La force de persuasion et les réussites de Xavier Niel ont également joué. «Dans le private equity et l’acquisition d’entreprises, la capacité à regarder les meilleurs dossiers est capitale. Xavier Niel, qui a développé une activité d’investisseur ces dernières années à titre privé, a cette qualité», souligne Sébastien Barbe, président du directoire d’Arkéa IS, dont la société de gestion Schelcher Prince avait été l’un des plus gros actionnaires de Mediawan. Elle a décidé de replonger chez 2MX.

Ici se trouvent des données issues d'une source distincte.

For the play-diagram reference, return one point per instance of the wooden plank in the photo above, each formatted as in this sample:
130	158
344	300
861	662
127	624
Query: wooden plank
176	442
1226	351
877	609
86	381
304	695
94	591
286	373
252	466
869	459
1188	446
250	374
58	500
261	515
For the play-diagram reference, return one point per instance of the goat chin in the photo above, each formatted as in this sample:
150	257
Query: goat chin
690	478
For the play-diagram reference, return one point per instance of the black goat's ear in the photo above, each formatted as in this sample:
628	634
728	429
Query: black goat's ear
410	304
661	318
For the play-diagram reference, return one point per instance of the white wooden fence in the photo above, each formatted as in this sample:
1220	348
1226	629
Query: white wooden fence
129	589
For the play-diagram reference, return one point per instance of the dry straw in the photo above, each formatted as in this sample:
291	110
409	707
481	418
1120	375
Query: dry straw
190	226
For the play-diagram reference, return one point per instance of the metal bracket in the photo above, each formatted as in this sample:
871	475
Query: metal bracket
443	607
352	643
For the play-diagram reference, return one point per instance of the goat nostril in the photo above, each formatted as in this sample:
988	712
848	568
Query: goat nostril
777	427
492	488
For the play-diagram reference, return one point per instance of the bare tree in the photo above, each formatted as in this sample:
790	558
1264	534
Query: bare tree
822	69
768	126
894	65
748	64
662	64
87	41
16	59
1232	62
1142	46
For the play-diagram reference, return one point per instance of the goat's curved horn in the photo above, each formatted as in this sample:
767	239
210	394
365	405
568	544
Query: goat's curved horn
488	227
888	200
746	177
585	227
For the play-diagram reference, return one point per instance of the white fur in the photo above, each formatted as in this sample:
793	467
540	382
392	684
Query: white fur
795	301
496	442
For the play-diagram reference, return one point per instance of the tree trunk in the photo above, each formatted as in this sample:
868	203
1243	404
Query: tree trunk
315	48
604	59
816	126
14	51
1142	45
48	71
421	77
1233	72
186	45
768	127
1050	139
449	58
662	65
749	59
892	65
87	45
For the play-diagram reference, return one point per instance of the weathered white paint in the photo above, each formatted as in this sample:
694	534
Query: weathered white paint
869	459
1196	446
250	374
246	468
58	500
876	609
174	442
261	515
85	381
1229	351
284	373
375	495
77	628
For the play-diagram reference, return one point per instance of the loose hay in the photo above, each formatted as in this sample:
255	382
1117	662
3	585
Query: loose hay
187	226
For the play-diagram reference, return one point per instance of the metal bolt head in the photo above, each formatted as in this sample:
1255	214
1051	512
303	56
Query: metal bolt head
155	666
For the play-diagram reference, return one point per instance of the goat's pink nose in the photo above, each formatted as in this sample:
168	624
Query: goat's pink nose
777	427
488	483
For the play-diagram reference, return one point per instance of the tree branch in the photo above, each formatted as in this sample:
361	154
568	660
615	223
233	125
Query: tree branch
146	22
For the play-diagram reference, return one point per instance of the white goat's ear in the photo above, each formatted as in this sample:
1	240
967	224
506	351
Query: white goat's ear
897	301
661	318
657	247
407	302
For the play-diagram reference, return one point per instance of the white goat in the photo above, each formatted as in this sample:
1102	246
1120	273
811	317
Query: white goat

Selon plusieurs investisseurs qui ont participé à des rendez-vous de présentation en visio ces derniers jours, la personnalité et l’expérience de Moez-Alexandre Zouari dans le secteur de la distribution ont également fortement contribué à crédibiliser le projet. Premier franchisé de magasins Monoprix et Franprix, le groupe Zouari est devenu l’an dernier l’actionnaire opérateur de Picard, dont il a su accélérer la croissance ces derniers mois, certes bien aidé par l’effet Covid-19. Au premier semestre de l’exercice 2020-2021 (période avril-septembre 2020), le chiffre d’affaires de Picard a augmenté de 20% à 737 millions d’euros et l’Ebitda s’est amélioré de 39% à 126 millions. Moez-Alexandre Zouari s’est engagé à consacrer la moitié de son temps professionnel à 2MX.
Des fans déçus
Malgré ces attraits, certains fans de la première heure du Spac Mediawan ne sont pas prêts à récidiver avec 2MX. C’est le cas de Cyril Charlot, associé-fondateur de Sycomore AM, qui a été l’un des plus grands actionnaires de Mediawan dès la création du Spac, avec plus de 17% du capital. «Nous aurions volontiers participé à ce deuxième Spac si la rémunération de ses promoteurs avait été mieux alignée avec les intérêts des investisseurs», explique Cyril Charlot à L’Agefi.
Selon le principe classique des Spac, les trois promoteurs de 2MX recevront des actions de fondateurs qui leur permettront de toucher environ 20% du capital de la société au moment de sa première acquisition. Une rémunération qui s’apparente à celle pratiquée dans l’univers du private equity mais que certains investisseurs aimeraient voir un peu plus alignée sur la performance boursière du Spac.
Entre la création de Mediawan en 2016 et son retrait de la cote obligatoire mené tout récemment avec l’appui de KKR, le cours du Spac n’a progressé que de 20%, procurant aux actionnaires initiaux un retour sur investissement largement inférieur à la rémunération des fondateurs. Sans compter, comme le rappelle Cyril Charlot, que les investisseurs ne pourront pas profiter de la création de valeur potentielle de Mediawan sur le long terme en raison de l’offre de retrait obligatoire, ce qui, selon lui, a rompu le contrat de confiance.
Pour répondre à ces critiques fréquentes sur la faible implication financière des dirigeants de Spac, 2MX propose un engagement renforcé de son promoteur-dirigeant. Moez-Alexandre Zouari s’est engagé à souscrire à hauteur de 30 millions d’euros dans la levée de fonds.